An assessment task in which students will demonstrate knowledge and understanding of heat energy and how it moves.
This lesson contains a link to an external video. Please watch the video prior to presenting this lesson to ensure that the content is appropriate for your students.
In order to revise some of the key concepts from the unit, watch the Heat Transfer Song on YouTube. (Note: The temperatures which appear in this video are recorded in Fahrenheit.) After watching, ask the students:
How does heat transfer happen?
What happens if you wait too long before eating warm food?
Why does going swimming cool you down on a hot day?
As a class, create a mind map on the board to revise the key concepts addressed during the unit. Guide the students toward the following ideas:
Heat is a form of energy.
Heat moves from warmer objects or places to cooler objects or places.
Sources of heat energy can be electric, kinetic or chemical.
Conductors are materials which easily transfer heat.
Insulators are materials which slow the transfer of heat.
Explain to the students that they will be completing a worksheet independently in order to demonstrate what they have learned about heat during the unit.

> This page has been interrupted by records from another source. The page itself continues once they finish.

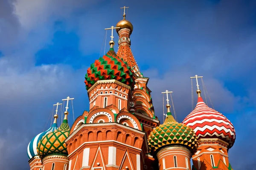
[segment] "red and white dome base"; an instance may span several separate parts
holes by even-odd
[[[235,142],[233,125],[222,114],[206,105],[201,97],[195,109],[182,123],[193,128],[198,139],[218,138],[227,142],[228,148]]]

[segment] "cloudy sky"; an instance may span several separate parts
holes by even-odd
[[[192,109],[189,77],[204,76],[208,105],[209,97],[236,130],[232,166],[256,170],[256,1],[250,0],[0,0],[0,169],[29,169],[27,144],[50,125],[53,104],[70,96],[75,119],[88,110],[86,70],[103,55],[104,28],[121,19],[124,6],[159,119],[161,92],[174,92],[182,122]]]

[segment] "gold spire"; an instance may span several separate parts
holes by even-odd
[[[111,26],[111,28],[105,28],[105,30],[107,30],[108,29],[111,29],[111,34],[110,37],[111,38],[111,40],[109,42],[109,45],[110,45],[110,48],[113,48],[114,47],[114,45],[115,45],[115,42],[113,40],[113,38],[114,37],[113,36],[113,29],[118,29],[120,27],[114,27],[113,26]]]
[[[65,115],[64,120],[67,120],[67,115],[68,114],[68,112],[67,111],[65,111],[65,112],[64,112],[64,114]]]
[[[198,97],[201,97],[201,91],[200,89],[198,89],[196,91],[196,93],[198,94]]]
[[[130,21],[125,20],[125,17],[126,16],[126,14],[125,14],[125,8],[129,8],[129,7],[127,7],[125,6],[122,8],[120,8],[121,9],[124,9],[124,14],[123,14],[124,18],[122,20],[119,21],[118,23],[117,23],[117,24],[116,24],[116,27],[119,27],[119,28],[116,29],[116,32],[117,32],[117,34],[118,34],[118,31],[121,29],[127,28],[130,30],[130,35],[131,35],[133,30],[133,26],[131,23]]]
[[[171,105],[169,104],[166,105],[166,108],[167,108],[167,113],[171,112],[170,108],[171,108]]]
[[[54,121],[53,123],[57,123],[57,119],[58,119],[58,115],[57,114],[55,114],[53,117],[54,117]]]

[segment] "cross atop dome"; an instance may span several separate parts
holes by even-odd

Provide the students with a copy of The Heat is On – Worksheet. Briefly read through the questions and ensure that the students understand the expectations of the task. Monitor the students as they complete the worksheet independently.
Revisit the students’ sentences about how people can warm themselves up (from the first lesson of the unit). Encourage the students to rewrite their sentence, or to make alterations to it, based on the knowledge they have gained during the unit.
Collect the students’ worksheets and sentences. These could be included in a portfolio of work samples and used to assess the students’ understanding of the unit objectives.
As a class, reflect upon the unit. Gather the students’ feedback about the learning experiences they particularly enjoyed and those which they found challenging. Encourage volunteers to share something they learned from the unit.
Encourage more capable students to list and define some of the key vocabulary they have learned during the unit.
Allow students with lower literacy levels to verbally respond to some of the questions on the worksheet in order to demonstrate their knowledge.